Sometimes, in post-coital embrace, we live outside of time. Our bodies cuddle close to the warm nucleus, letting the world outside of our beds hazily disintegrate. And in the hours we live in the “real” world, our minds occasionally look back, remembering the glow, the freedom from triviality.
In attempting to document this spiritual moment, Mazzy Star’s 1994 song “Fade into You” opened a very specific musical inlet, breathing the embrace into reality through a mixture of warm shoegaze and delicate female vocals. Ten years later, Baltimore duo Beach House entered this inlet, following it into a personal expanse of tenderness, intimacy and sexuality.
Since beginning their voyage, the band has never altered its course, but instead found itself in an ever-deepening ocean, painting their intimate pop with increasing amounts of wonder and orchestration. If their 2006 debut was merely a lo-fi glimmer of sexual connection and 2008’s “Devotion” was a richer commitment to the religion of sexuality, this year’s “Teen Dream” is the encompassing memory of transcendent intercourse alive even in the wake of its current loss.
Musically, Beach House lounges in the world of comfortable correspondence: the tones of clasped hands, open mouths and bending bodies. But, on “Teen Dream,” lead singer Victoria Legrand sings about separation, valleys without columns. “Walk in the Park” meditates on the experience of forgetting the body, the blood and the language.
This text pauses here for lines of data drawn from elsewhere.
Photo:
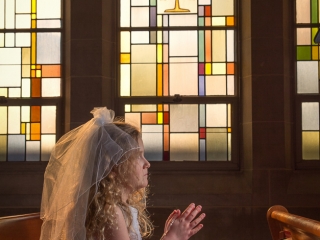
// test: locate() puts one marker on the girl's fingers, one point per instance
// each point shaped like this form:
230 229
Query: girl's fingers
194 213
187 211
195 230
197 221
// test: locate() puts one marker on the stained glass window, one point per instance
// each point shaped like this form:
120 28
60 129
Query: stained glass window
307 77
177 79
30 78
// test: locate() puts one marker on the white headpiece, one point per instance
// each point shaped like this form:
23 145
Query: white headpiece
80 159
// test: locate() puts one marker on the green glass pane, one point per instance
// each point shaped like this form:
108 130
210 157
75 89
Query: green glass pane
310 145
303 53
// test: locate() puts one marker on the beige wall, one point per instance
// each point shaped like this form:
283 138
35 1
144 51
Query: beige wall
235 201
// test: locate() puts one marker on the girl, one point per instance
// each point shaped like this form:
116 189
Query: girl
95 187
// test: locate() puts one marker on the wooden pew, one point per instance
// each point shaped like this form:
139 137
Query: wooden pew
21 227
284 225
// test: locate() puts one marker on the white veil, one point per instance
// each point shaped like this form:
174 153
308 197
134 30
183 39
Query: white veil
79 160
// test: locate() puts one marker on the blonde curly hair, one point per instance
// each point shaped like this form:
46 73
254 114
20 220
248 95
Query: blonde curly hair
101 209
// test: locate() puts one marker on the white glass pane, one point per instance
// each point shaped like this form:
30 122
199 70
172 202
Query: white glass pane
140 37
184 146
152 139
310 116
25 113
125 13
14 92
48 48
23 40
9 39
48 9
50 87
216 85
48 118
49 23
13 55
125 42
33 151
23 21
183 20
23 6
303 11
230 46
1 39
26 87
125 80
143 79
222 8
183 43
143 53
186 75
307 77
140 17
13 119
10 75
2 14
216 115
303 36
9 14
186 114
47 143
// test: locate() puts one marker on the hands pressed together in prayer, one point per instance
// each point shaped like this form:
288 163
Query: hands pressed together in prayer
181 226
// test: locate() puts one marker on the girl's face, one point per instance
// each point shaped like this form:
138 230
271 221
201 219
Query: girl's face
139 177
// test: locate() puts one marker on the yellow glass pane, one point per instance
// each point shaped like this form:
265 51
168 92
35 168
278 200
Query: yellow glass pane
35 131
310 145
23 128
125 80
125 58
3 148
160 117
3 120
184 146
48 116
230 21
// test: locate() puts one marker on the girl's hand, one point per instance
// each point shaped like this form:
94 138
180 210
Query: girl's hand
172 217
185 225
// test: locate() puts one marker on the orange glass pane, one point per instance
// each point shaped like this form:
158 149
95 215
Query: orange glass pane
35 131
35 87
159 80
207 11
208 45
230 68
230 21
149 118
165 80
51 70
125 58
35 114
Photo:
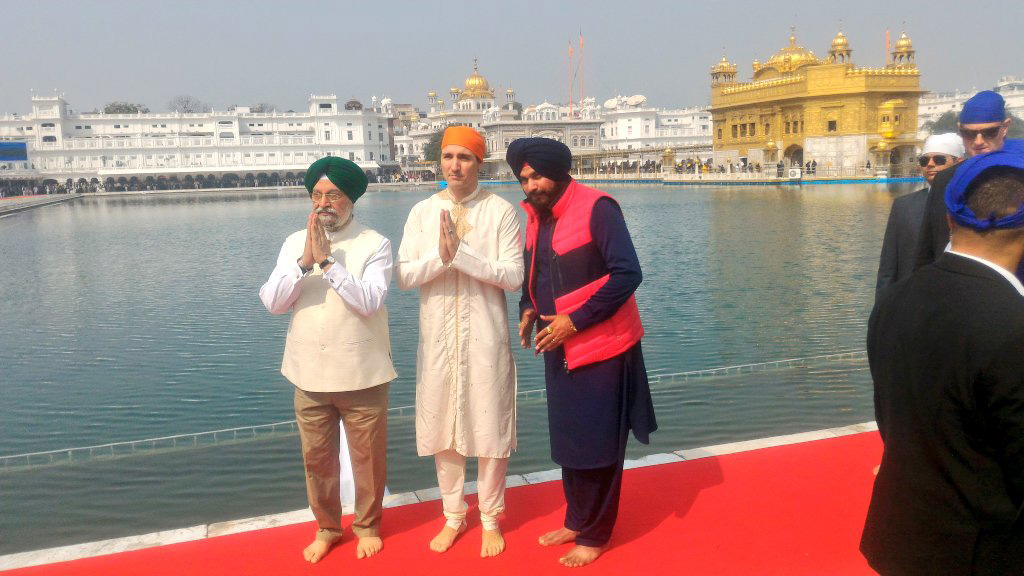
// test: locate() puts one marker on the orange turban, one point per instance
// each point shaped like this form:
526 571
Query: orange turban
466 137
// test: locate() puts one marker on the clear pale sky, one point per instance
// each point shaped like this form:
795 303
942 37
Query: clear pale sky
235 52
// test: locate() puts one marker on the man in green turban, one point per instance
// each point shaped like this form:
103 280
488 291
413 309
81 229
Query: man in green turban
333 277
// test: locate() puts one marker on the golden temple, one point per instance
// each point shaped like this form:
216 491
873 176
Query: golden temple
799 108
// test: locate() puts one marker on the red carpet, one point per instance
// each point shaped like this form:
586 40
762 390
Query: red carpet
795 509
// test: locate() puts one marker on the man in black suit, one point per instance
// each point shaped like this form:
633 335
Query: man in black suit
946 353
900 243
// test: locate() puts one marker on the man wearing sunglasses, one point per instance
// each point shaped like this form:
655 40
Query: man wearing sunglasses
333 278
899 246
983 126
944 348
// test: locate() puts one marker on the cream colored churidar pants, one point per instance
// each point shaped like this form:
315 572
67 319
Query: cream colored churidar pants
489 488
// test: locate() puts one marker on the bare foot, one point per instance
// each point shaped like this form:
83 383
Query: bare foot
368 546
316 550
558 537
493 543
443 540
581 556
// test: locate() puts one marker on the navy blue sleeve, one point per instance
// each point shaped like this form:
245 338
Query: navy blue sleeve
524 301
607 228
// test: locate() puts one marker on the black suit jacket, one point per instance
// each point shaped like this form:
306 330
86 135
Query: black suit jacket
899 247
946 354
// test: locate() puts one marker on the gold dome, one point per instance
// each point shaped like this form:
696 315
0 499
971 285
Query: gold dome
840 42
476 86
791 58
724 66
904 44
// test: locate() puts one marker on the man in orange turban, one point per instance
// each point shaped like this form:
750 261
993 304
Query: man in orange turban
461 249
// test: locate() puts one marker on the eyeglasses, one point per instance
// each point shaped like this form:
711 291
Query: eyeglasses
331 196
938 159
987 133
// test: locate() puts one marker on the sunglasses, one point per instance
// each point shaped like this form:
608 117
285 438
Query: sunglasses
939 160
987 133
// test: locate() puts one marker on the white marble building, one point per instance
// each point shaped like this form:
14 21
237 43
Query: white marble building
64 144
934 105
579 129
629 124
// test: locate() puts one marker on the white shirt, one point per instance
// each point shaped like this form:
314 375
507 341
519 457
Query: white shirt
1006 274
465 372
365 295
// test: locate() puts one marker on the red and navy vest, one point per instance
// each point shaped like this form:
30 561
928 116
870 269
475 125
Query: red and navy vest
579 272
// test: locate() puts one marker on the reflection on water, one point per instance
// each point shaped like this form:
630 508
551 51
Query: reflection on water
137 317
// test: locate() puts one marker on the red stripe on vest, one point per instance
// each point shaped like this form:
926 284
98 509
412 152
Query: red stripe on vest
604 339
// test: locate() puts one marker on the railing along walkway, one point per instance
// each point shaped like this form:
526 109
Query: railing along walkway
211 438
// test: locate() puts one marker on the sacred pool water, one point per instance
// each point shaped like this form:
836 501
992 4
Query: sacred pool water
136 317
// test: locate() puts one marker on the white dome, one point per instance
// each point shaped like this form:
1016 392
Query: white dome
637 99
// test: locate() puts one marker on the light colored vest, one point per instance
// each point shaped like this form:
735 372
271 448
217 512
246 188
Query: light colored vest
330 346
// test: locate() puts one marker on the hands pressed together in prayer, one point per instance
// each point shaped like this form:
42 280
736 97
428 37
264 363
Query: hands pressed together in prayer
449 242
552 336
317 246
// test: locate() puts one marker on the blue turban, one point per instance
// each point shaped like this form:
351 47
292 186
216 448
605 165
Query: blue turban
1014 145
343 173
966 174
547 157
983 108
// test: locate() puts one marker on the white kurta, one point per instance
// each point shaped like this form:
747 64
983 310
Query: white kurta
465 376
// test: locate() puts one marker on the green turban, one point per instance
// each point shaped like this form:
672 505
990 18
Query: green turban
343 173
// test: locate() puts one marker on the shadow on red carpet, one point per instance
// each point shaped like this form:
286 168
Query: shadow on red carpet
794 509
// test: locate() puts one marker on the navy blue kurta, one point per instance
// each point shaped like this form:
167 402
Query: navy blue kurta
592 408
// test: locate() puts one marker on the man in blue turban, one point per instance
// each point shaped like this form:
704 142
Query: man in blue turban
983 126
582 272
946 353
333 277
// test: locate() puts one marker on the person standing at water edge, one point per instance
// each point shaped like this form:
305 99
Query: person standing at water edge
946 354
581 276
983 125
900 242
461 249
333 277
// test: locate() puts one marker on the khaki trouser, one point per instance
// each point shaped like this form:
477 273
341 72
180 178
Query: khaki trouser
489 488
365 416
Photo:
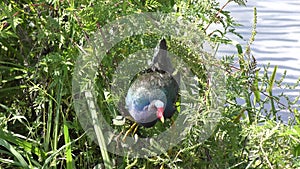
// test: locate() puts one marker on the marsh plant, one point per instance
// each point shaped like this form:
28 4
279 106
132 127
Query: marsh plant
40 42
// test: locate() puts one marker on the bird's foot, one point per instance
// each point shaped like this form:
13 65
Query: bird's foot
133 127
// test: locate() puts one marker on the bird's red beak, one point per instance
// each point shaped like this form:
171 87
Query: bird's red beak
160 114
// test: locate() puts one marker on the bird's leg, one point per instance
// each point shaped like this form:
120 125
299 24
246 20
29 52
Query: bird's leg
134 126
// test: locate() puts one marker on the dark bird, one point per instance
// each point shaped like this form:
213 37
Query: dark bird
153 93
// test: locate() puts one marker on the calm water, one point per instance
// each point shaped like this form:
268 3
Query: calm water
277 41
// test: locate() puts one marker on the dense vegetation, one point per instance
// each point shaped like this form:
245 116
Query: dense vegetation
40 43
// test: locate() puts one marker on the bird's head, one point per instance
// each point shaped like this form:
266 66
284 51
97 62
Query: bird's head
159 105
Legrand croons over a lonely drum beat and evocative guitar, slowly blending together with keyboard melodies into a climax: “The face that you saw in the door isn’t looking at you anymore/The name that you call in its place isn’t waiting for your embrace/The word that you learned to behold cannot hold you anymore/In a matter of time, it would slip from my mind.”
It’s all loss on this album, separation from those rare moments of human connection that so frequently come in long-term sexual correspondence. “Used to Be” is the anthem of human beings growing apart, but at the same time the soul of the moments they cling to. Legrand calls out, “Don’t forget the nights when it all felt right/Are you not the same as you used to be” and we feel it, the music acting as comfort so difficult to tear away from.
Closer “Take Care” is the defining statement of the album. “You can hide the way you make us glow/It’s no good unless it glows/Feelings burning/Lover while/Deep inside the ever spinning/Tell me does it feel/It’s no good unless it’s real.”
They waltz around the nucleus. We can only make it to the blissful center together, the true original sin is our denial of the blood. Language, modernity and triviality pull us away from the core. Legrand calls out, “I’ll take care of you/If you ask me to” and from that moment the band shows us nothing but the beauty of two bodies carrying the message.
This album is nothing but reassurance. We speak of Southern cuisine as comfort food because it’s savory and filling. It descends into our bellies and makes us feel whole. Much the same way, Beach House is comfort music — music that descends into our loins and fills us, reassures us.